According to the authors, parts of the Amazon basin, in particular those now showing evidence of earthworks and dark, anthropogenic soils, were just as much managed landscapes by the time of European contact as the places those Europeans came from. But compare our collections of crop diversity from the Amazon basin (courtesy of Genesys, which admittedly does not yet include Brazilian genebanks)…
with what we have from the Near East…
If we want to know more about how the domestication process and transition to agriculture differed in the Amazon and the Fertile Crescent, there’s a whole lot of exploration still to do.
Nibbles: Nutrition successes, Fruit grafting, Bee hero, VERY early ag, Humans bad shock, Biodiversity video
- Do you have a nutrition success story? Asking for IFPRI.
- What, another “Tree of 40 Fruit”?
- Bee expert Prof. Dave Goulson is a BBC conservation hero.
- Pre-Neolithic hunter-gatherers did some sort of semi-cultivation of some plants, in one place, at one time, maybe.
- Anthropogenic environmental change affecting pollinators and crop zinc levels shock.
- Video on biodiversity loss mentions crop diversity shock.
Brainfood: Grassland diversity, Potato diversity, English CWR, Genetic rescue, Saffron diversity, Lac, Cereal domestication, Turkish pea, Pathogen genomes, Rose fragrance, African cheese
- Worldwide evidence of a unimodal relationship between productivity and plant species richness. Grassland richness maximal at intermediate productivity levels.

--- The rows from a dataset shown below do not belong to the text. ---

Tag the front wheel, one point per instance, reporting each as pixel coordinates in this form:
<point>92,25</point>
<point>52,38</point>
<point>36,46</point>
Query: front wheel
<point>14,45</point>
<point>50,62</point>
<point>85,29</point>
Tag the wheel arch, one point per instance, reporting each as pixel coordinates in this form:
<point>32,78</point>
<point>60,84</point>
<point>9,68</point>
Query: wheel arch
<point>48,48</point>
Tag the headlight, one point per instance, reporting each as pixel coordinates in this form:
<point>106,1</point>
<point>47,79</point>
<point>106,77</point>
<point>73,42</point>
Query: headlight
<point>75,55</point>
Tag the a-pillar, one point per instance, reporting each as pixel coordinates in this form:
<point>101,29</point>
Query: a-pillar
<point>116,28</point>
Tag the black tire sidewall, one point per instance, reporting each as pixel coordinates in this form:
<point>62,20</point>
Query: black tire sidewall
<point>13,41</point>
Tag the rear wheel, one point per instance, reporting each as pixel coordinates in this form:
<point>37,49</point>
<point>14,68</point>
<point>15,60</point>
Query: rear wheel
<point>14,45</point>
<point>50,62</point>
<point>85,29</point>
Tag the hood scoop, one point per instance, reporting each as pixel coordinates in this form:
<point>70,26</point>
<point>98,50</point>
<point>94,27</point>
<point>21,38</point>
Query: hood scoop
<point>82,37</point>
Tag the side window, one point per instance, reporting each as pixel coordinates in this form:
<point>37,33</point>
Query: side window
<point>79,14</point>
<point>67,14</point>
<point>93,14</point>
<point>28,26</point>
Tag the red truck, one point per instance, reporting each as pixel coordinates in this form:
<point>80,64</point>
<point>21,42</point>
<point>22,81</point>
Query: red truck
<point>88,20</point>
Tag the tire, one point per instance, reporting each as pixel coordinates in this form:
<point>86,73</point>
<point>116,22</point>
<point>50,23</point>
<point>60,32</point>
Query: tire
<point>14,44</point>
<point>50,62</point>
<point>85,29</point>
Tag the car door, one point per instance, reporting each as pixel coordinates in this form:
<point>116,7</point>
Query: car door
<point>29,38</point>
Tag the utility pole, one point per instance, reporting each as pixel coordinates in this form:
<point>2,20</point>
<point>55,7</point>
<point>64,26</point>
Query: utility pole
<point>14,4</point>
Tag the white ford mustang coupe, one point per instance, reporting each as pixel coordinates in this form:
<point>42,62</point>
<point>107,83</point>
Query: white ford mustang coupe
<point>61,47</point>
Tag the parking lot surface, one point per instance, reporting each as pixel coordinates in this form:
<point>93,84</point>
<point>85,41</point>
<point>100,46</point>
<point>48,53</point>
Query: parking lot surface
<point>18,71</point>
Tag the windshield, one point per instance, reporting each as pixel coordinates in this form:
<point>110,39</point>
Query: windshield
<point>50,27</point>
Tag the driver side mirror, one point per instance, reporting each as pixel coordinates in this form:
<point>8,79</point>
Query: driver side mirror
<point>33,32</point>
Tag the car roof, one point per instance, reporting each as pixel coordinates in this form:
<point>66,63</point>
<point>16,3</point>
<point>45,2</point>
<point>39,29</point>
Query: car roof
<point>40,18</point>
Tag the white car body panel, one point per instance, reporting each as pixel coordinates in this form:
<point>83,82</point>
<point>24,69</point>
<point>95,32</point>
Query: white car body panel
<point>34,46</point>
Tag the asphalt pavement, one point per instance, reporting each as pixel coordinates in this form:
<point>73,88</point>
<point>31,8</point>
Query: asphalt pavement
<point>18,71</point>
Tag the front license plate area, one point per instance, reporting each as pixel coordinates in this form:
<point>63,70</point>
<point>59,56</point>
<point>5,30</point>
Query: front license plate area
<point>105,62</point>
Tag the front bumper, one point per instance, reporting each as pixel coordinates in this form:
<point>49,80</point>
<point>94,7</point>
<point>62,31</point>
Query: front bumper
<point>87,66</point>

- Cytoplasmic genome types of European potatoes and their effects on complex agronomic traits. Interesting relationships between cytoplasmic type on one hand and tuber starch content and resistance to late blight on other.
- Enhancing the Conservation of Crop Wild Relatives in England. 148 priority species, half of them not in ex situ at all. But there’s no excuse for that now.
- Genetic rescue to the rescue. Meaning an increase in population fitness, especially of rare species, owing to new alleles. Genomics will help by choosing the new alleles better, and monitoring the results.
- Diversity and relationships of Crocus sativus and its relatives analysed by IRAPs. No variation in the allotriploid cultigen, lots in the closely related species. Let the resynthesis begin.
- Economic analysis of Kusmi lac production on Zizyphus mauritiana (Lamb.) under different fertilizer treatments. That would be the scarlet resin secreted by some insects. NPK needed. No word on genetic differences.
- Parallel Domestication of the Heading Date 1 Gene in Cereals. Same QTL in sorghum, foxtail millet and rice, but different alterations of it. Multiple domestication for sorghum, single for foxtail millet.
- DNA based iPBS-retrotransposon markers for investigating the population structure of pea (Pisum sativum) germplasm from Turkey. No geographic structure for the landraces.
- The two-speed genomes of filamentous pathogens: waltz with plants. Fungi and oomycetes quite different genetically, but both have regions of genome which change rapidly to make them good pathogens. Bastards.
- The flowering of a new scent pathway in rose. Can we have our nice-smelling roses back now, please?
- AFLP assessment of the genetic diversity of Calotropis procera (Apocynaceae) in the West Africa region (Benin). Not just a weed, used in cheese-making, of all things.